Córka mojej siostry ma dwa lata, jakieś pół roku temu na języku ,wyszły" jej jakieś plamy. Z początku myslalysmy ze to pleśniawki i to właśnie na to dostała lek od pediatry. Minęło trochę czasu a lekarstwa nie pomagały. Na kolejnej wizycie lekarz powiedział ze ma język podzielony na części. Wygląda to tak ze jedna plama jest jasno rozowa a druga czerwona, jedna jest głębsza a druga płytsza i ze niby taka jej natura… Czy spotkalyscie się juz z czymś takim? A może pani ekspert podpowie co dalej z tym robić?
Judytka a poczytaj o języku geograficznym?
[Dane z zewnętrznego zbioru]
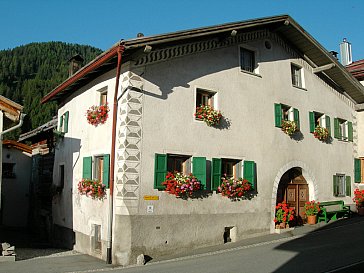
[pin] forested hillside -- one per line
(29, 72)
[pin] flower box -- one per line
(289, 127)
(234, 188)
(181, 185)
(97, 114)
(210, 116)
(92, 188)
(321, 133)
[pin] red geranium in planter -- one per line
(97, 114)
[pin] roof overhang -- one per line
(283, 25)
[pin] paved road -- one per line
(335, 248)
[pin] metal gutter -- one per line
(119, 51)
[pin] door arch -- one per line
(307, 175)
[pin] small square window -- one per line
(247, 60)
(103, 95)
(179, 163)
(296, 73)
(99, 168)
(231, 168)
(8, 170)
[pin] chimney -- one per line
(345, 52)
(75, 64)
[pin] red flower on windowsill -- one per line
(97, 114)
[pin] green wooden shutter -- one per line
(106, 171)
(87, 167)
(61, 123)
(350, 131)
(216, 173)
(238, 167)
(348, 185)
(249, 172)
(335, 185)
(296, 115)
(66, 116)
(328, 125)
(160, 170)
(199, 169)
(336, 128)
(311, 116)
(357, 170)
(278, 114)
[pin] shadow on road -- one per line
(27, 244)
(336, 245)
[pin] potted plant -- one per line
(312, 208)
(97, 114)
(321, 133)
(181, 185)
(284, 215)
(359, 201)
(92, 188)
(289, 127)
(210, 116)
(234, 188)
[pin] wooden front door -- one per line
(296, 196)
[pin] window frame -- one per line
(297, 76)
(254, 57)
(103, 95)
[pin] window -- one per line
(343, 129)
(164, 163)
(63, 122)
(178, 163)
(319, 119)
(342, 185)
(247, 60)
(8, 170)
(61, 177)
(357, 170)
(233, 168)
(296, 74)
(103, 95)
(285, 112)
(97, 168)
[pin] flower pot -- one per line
(311, 219)
(361, 211)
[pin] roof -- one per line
(283, 25)
(50, 125)
(357, 69)
(11, 109)
(17, 145)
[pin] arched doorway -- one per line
(293, 189)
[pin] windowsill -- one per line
(251, 73)
(299, 87)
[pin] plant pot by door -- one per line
(311, 219)
(361, 211)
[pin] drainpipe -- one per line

Ja od dwóch lat zmagam się z czymś takim…
właśnie miałam to pisać syn mojej siostry ma język geograficzny (rumień wędrujący języka) Te plamy na języku co jakiś czas się zmieniają w różne “kontynenty” tzn., że zmieniają kształt i miejsce ![]()
O tak to jest wlasnie to:) szukałam podobnego wątku ale nie znalazłam a do głowy by mi nie przyszło żeby szukać o ,języku geograficznym"
Dzięki
Droga Redakcjo proszę o zamknięciu tego wątku
Beata juz poczytałam na ten temat włącznie z strona która podalas:) ale dzięki ![]()
Witam
Trudno oceniać coś, czego nie widzę. Kojarzy mi się język geograficzny ale plamy są bardziej białe niż różowe. Jeżeli lekarz widział, może faktycznie jest to taka budowa powierzchni języka. Można skonsultować to ze stomatologiem lub laryngologiem. Jeżeli dziecko jest zupełnie zdrowe i nie przechorowało ostatnio żadnej, zakaźnej choroby możemy tylko poobserwować i zasięgnąć opinii wyżej wymienionych specjalistów od chorób jamy ustnej.